EURUSD struggles to find meaningful buyers and is hampered by a number of issues.
The EURUSD pair fell for the third day in a row on Monday, trading around 1.0690-1.0685 during the Asian session, slightly above its low point since early May.
Political uncertainty in Europe, along with Friday’s dismal Eurozone PMIs, appears to be weighing on the euro.
The common currency continues to be hampered by doubts over the outcome of a snap election in France. Which has fuelled concerns that a new government may exacerbate the budgetary position. In the eurozone’s second-largest economy. Furthermore, the flash PMIs issued on Friday showed. That growth in business activity in the Eurozone slowed substantially during June. This, together with some follow-through US Dollar (USD) buying, proves to be major factors putting downward pressure on the EURUSD pair.
The Fed’s somewhat hawkish posture propels the dollar to a multi-week high while also acting as a headwind.

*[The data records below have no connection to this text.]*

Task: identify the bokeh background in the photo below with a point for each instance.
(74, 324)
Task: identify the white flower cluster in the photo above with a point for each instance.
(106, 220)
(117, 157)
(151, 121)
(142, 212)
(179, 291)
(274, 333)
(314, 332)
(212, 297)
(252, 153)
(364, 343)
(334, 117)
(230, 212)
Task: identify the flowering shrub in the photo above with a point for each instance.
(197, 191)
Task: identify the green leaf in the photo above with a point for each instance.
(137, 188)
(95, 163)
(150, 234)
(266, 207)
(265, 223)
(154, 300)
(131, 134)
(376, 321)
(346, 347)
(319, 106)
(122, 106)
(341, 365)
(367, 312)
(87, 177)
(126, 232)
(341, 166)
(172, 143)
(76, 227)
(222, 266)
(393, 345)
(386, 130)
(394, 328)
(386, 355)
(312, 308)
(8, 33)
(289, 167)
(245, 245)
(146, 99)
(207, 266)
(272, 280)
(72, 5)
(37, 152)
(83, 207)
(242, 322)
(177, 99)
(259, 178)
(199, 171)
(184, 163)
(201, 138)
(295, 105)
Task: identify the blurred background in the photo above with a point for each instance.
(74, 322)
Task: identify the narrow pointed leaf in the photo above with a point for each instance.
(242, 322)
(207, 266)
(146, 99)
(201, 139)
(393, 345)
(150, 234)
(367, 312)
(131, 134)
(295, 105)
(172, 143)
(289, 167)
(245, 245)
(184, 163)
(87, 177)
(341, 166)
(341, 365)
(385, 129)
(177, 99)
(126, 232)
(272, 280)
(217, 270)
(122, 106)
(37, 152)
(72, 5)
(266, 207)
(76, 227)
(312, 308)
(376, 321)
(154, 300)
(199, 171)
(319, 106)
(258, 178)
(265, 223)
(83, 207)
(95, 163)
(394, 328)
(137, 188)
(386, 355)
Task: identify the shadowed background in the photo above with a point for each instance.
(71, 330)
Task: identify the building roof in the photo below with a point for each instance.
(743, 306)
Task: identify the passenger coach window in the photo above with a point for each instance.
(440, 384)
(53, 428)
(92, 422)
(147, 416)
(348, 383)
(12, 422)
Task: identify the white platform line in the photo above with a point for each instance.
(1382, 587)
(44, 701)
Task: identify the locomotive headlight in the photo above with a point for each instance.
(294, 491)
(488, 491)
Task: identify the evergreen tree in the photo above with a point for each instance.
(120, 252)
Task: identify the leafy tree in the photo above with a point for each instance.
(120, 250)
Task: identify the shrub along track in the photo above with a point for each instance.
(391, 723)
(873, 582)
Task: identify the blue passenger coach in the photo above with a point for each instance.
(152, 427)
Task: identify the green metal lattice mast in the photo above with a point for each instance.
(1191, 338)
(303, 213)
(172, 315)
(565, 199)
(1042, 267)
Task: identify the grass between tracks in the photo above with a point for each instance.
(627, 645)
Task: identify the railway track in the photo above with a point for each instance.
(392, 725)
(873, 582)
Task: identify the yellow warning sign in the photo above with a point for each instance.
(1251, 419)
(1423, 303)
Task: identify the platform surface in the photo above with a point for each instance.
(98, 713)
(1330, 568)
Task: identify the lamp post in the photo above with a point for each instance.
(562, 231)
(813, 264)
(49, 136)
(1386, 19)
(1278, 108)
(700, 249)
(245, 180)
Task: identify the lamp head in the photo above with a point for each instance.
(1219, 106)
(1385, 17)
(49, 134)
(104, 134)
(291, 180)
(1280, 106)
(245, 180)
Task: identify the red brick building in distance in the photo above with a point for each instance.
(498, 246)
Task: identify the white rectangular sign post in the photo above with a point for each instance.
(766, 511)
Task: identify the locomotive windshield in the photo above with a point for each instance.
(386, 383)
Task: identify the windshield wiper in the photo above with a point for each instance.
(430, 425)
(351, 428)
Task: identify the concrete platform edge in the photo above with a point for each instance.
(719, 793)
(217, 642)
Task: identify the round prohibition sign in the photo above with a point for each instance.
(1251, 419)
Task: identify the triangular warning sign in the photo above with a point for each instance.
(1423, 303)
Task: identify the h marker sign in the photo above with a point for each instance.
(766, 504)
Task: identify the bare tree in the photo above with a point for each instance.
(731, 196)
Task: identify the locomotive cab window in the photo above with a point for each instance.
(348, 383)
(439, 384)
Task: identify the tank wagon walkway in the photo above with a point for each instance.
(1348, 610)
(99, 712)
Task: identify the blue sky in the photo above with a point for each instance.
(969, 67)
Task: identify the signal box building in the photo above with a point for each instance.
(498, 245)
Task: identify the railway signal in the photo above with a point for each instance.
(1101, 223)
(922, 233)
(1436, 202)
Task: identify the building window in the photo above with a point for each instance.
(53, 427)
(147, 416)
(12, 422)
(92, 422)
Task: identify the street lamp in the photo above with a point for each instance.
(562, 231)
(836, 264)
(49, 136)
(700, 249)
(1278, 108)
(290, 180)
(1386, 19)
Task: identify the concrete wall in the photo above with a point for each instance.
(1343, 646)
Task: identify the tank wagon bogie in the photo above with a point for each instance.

The USD Index (DXY), which tracks the Greenback against a basket of currencies, rises to its highest level since May 9 following Friday’s flash PMI. Which showed that US business activity increased to a 26-month high in June. The numbers support the Federal Reserve’s (Fed) patient approach. But signs of weakening inflationary pressure keep a September rate decrease on the table. This might prevent the USD bulls from placing aggressive bets and assist restrict any further depreciation in the EURUSD pair.
Traders may also prefer to await this week’s release of the US Personal Consumption Expenditures (PCE) Price Index data. On Friday for clues about the Fed’s rate-cutting strategy. This, in turn, will have a significant impact on the near term USD price dynamics and provide some traction to the EURUSD pair. Traders are now looking for the release of the German IFO Business Climate report. And comments by important FOMC members to seize short term chances in the absence of any relevant macroeconomic announcements from the US.